Minnow replicas come in solid or split-tails, spanning a range of action from subtle to aggressive. To mimic a shad, try a 4- to 5-inch silver tail with a white or black jighead, or a silver or gold jighead with a glittered silver plastic body. Fish a shad-style minnow-imitating bait with a steady retrieve. Then try varying your speed.
Curlytails seem to work best in dark water or during times of low fishing pressure where extra vibration can make the difference. Try a chartreuse/silver-fleck or black grub on a Timb'r Rock Jig in and around rocks and weeds. Keep baits high around cover or walleyes won't see them. In snagless spots, pop the jig to get attention, drag it across bottom, then pop it again.
Even artificial worms, ranging from 4 to as much as 7 inches, can be fished around weedbeds where real nightcrawlers wouldn't stand a chance with hungry panfish. When trolling spinners and bottom bouncers, substituting 6-inch Power Crawlers for live nightcrawlers is another excellent application.
You always bring different sizes of livebait along, right? Why? Because sometimes fish want the biggest minnow they can get, and sometimes only small ones will do. The same principle holds true with plastic. Three-inch curlytails seem to yield more eating-sized fish and are the odds-on favorite among most folks jigging for walleyes. Bigger baits catch bigger fish, however, although the trade-off may be fewer of them.

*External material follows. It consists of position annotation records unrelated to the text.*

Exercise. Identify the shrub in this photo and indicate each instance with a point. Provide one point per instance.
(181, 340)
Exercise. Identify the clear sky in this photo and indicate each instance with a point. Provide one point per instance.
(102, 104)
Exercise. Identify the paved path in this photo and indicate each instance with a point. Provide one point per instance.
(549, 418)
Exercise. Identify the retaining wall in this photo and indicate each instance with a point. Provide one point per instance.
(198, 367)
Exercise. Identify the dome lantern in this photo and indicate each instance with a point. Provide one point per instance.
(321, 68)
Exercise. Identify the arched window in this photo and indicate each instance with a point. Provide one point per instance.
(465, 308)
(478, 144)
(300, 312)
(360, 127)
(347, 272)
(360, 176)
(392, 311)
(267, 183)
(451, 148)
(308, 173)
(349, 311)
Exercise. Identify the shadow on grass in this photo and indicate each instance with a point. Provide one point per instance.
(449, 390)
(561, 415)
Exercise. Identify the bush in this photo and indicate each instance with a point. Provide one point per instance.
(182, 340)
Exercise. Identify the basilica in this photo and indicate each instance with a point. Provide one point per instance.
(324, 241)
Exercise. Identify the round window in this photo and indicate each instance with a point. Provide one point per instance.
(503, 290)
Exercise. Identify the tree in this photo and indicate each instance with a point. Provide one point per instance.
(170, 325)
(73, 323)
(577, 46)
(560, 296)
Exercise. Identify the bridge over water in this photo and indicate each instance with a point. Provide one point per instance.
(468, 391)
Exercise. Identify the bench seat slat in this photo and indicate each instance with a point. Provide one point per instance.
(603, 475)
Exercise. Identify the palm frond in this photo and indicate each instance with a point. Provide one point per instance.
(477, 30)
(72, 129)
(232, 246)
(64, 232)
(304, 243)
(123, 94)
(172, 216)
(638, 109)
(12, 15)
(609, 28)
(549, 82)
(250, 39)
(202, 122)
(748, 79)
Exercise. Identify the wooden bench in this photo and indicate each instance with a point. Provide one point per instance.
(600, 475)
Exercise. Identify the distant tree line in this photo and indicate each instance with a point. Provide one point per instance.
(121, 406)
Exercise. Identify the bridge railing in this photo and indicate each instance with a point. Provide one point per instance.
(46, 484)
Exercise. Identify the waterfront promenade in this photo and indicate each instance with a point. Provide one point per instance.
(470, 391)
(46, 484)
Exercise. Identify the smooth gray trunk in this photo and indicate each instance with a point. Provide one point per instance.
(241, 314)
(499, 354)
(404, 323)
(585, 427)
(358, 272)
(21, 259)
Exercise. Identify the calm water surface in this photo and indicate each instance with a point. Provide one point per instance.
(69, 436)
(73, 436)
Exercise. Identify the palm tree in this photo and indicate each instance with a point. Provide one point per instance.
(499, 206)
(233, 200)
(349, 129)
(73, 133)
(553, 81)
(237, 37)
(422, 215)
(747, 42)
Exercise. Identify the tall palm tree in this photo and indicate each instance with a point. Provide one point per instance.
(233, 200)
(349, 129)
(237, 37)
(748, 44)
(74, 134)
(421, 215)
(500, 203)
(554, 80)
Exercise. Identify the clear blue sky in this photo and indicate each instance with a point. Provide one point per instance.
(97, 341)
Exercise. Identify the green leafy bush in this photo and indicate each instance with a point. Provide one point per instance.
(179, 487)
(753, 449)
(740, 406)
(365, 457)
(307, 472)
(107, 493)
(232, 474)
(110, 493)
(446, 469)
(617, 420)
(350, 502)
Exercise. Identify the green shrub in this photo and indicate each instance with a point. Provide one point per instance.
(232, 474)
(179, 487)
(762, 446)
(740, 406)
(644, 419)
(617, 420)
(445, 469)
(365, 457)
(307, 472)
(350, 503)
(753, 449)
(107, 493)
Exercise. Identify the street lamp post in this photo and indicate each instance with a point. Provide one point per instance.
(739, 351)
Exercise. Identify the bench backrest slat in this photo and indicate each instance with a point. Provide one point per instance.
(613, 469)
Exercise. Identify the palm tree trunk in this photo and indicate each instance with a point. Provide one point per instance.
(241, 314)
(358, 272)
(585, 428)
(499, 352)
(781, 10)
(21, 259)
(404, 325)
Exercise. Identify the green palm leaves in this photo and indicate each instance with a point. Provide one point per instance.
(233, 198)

Some plastic baits are formulated with scent or taste attractants ranging from salt to garlic to secret formulas based on anything from fish and forage parts to, well, we're almost afraid to ask. But when times are tough, enhanced scent and taste usually help, whether they're molded directly into the plastics or added by applying a liquid, gel, paste, or powder to unscented plastics. It's impossible to say which formula is best under which conditions. In the end, it boils down to confidence. If you feel that a certain formula enhances your fishing ability while masking your scent, you'll fish better, with more confidence, and you'll catch more fish.

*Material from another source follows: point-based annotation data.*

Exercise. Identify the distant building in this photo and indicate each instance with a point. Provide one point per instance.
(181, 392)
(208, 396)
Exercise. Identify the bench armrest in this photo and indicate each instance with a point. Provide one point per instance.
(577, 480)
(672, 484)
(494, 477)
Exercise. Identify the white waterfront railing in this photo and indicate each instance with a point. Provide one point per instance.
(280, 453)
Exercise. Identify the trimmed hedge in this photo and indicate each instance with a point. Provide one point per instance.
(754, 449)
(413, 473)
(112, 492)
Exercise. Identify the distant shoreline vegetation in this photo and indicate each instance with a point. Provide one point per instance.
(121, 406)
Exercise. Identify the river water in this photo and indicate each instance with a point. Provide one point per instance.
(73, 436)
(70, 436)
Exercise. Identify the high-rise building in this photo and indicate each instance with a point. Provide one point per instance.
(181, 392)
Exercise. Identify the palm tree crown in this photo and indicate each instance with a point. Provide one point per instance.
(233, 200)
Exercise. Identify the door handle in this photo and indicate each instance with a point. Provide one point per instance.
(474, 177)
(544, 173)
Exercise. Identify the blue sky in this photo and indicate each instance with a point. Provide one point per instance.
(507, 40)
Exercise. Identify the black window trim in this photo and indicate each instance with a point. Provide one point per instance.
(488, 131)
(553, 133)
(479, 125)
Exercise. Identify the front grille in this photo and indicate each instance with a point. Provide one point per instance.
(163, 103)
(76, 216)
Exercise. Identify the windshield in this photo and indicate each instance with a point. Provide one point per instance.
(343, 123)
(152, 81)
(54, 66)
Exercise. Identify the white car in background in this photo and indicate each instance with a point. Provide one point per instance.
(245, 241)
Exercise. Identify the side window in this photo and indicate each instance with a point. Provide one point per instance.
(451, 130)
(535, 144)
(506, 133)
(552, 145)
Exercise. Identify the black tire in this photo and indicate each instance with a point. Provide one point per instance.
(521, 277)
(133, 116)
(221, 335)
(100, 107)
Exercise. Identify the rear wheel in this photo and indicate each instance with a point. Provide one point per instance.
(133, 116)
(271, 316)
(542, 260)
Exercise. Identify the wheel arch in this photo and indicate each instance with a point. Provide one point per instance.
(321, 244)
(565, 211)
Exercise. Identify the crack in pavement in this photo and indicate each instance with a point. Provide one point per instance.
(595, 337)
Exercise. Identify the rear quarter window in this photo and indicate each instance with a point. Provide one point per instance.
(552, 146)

Regardless of size, shape, color, and scent, one factor rings true when fishing plastics: strikes often are vicious. Light bites that pull the bait away from the barb may indicate that something isn't quite right in your presentation, rather than that the fish don't want to eat the lure. Fine-tune it by changing bait size, color, or both. Change the retrieve speed. Hop it rather than using a steady retrieve, or vice versa. Use the versatility that plastic baits offer to your advantage. The combinations are truly endless.
Best Of Both
There may be days when neither plastic nor livebait alone will do. If so, try both in unison, especially when slower presentations are required, for the best of both worlds: the natural scent, taste and texture of the real deal, plus the added action and attraction of artificials. Tipping jigs with livebait is the most obvious example. Soft marabou-feather-tailed grubs, such as Lindy's Fuzz-E-Grub, work well partnered with livebait during cold fronts, where a subtle movement of your jig is necessary to provoke strikes. Slight twitches of your rod tip get that marabou to shake and puff with little effort, exuding the illusion of life. The added scent, taste, and profile seals the deal when fish move in close enough to strike.
Try tipping jig & grub combos with minnows in cold water, and switch to half a nightcrawler or a whole leech when water temperatures rise to 62 degrees F to 64 degrees F. Remember, as water temperatures change, the walleyes' preference changes as well.
Plastics, my boy. Make sure they're in your future.